The Web Is Dead? A Debate
While there’s no question that both Facebook and the mobile app ecosystem provide clear challenges to “the web,” the idea that the browser front end was ever the key to the web’s dominance is so, well, 1995, from the days when Netscape thought that the “webtop” would displace the desktop. But the competitive action has always been on the internet as transport, with data-driven services as the back end.
Back when I put on my first conference, the Perl Conference, in 1997, I was already talking about how the internet was becoming a vast repository of programmable services, that screen scraping and overloaded URLs were pointing towards a future internet operating system. And when I put on my “Building the Internet Operating System” conference in 2002, I was already focusing on how Peer-to-Peer distribution, distributed computation, and web services were pointing forward to something much bigger than we’d seen before.

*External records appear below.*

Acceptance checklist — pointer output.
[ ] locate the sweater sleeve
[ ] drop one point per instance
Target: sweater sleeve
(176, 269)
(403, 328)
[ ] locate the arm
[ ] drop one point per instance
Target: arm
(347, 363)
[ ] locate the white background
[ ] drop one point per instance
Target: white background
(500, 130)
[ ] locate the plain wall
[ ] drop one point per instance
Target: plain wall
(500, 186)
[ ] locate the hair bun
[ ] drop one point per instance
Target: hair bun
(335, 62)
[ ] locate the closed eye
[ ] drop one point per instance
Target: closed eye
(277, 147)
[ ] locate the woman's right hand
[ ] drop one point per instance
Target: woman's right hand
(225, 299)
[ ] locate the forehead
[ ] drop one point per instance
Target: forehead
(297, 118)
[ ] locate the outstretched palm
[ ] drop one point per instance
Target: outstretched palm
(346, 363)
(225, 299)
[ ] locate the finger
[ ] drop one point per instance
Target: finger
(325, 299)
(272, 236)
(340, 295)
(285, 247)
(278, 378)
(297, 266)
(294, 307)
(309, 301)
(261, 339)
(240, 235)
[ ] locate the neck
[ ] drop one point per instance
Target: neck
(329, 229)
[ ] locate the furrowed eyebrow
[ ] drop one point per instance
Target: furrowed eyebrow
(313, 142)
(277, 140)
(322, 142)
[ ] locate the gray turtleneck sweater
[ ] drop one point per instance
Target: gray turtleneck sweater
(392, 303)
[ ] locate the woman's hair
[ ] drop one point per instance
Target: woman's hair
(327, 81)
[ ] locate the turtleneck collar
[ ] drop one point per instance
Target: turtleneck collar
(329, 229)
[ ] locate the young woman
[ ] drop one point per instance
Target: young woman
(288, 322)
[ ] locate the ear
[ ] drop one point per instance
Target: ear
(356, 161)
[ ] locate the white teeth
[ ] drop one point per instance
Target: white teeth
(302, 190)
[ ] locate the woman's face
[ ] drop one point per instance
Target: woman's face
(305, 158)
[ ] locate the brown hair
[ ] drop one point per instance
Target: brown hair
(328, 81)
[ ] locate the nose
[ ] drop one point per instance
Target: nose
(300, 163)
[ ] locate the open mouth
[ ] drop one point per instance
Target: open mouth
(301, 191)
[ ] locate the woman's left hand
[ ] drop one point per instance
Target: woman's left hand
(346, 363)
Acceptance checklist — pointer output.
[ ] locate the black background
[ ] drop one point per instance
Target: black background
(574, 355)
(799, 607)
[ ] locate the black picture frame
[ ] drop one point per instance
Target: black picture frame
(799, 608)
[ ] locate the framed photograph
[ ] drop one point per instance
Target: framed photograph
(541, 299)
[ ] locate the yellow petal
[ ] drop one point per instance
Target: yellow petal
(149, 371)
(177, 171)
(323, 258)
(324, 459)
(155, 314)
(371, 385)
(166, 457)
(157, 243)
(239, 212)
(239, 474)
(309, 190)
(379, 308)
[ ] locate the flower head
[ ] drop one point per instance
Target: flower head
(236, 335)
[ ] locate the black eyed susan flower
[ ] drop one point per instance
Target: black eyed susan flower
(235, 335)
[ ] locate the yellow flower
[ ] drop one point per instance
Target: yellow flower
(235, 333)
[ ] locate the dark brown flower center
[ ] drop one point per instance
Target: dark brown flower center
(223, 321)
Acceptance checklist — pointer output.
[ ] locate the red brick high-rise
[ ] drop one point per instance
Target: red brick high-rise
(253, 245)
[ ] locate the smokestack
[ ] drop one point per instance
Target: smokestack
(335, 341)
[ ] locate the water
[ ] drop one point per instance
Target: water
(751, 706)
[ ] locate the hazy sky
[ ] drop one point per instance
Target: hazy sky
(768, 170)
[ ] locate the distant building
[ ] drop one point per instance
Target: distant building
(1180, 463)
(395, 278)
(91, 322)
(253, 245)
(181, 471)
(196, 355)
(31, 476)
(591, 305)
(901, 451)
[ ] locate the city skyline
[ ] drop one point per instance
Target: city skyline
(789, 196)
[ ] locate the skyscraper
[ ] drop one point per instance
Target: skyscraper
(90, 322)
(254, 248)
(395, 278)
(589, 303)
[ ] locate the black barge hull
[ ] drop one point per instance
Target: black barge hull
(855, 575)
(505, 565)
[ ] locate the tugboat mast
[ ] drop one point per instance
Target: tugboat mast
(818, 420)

And in 2004, when we rechristened this whole thing “Web 2.0,” I was very clear that “Data is the Intel Inside,” that what we were talking about was an internet operating system, whose subsystems were data systems like identity, location, payment, advertising, media repositories, and product ids.
And sure enough, “web sites” like Google, but also now Facebook, Twitter, Amazon, PayPal, LinkedIn and many others, have been quietly building those enormous data back ends that drive their web sites, but more importantly, also drive a vast array of web services. Google maps in the browser is still Google maps, with all the intelligence, all the deep data layers, that make it a success on either front-end.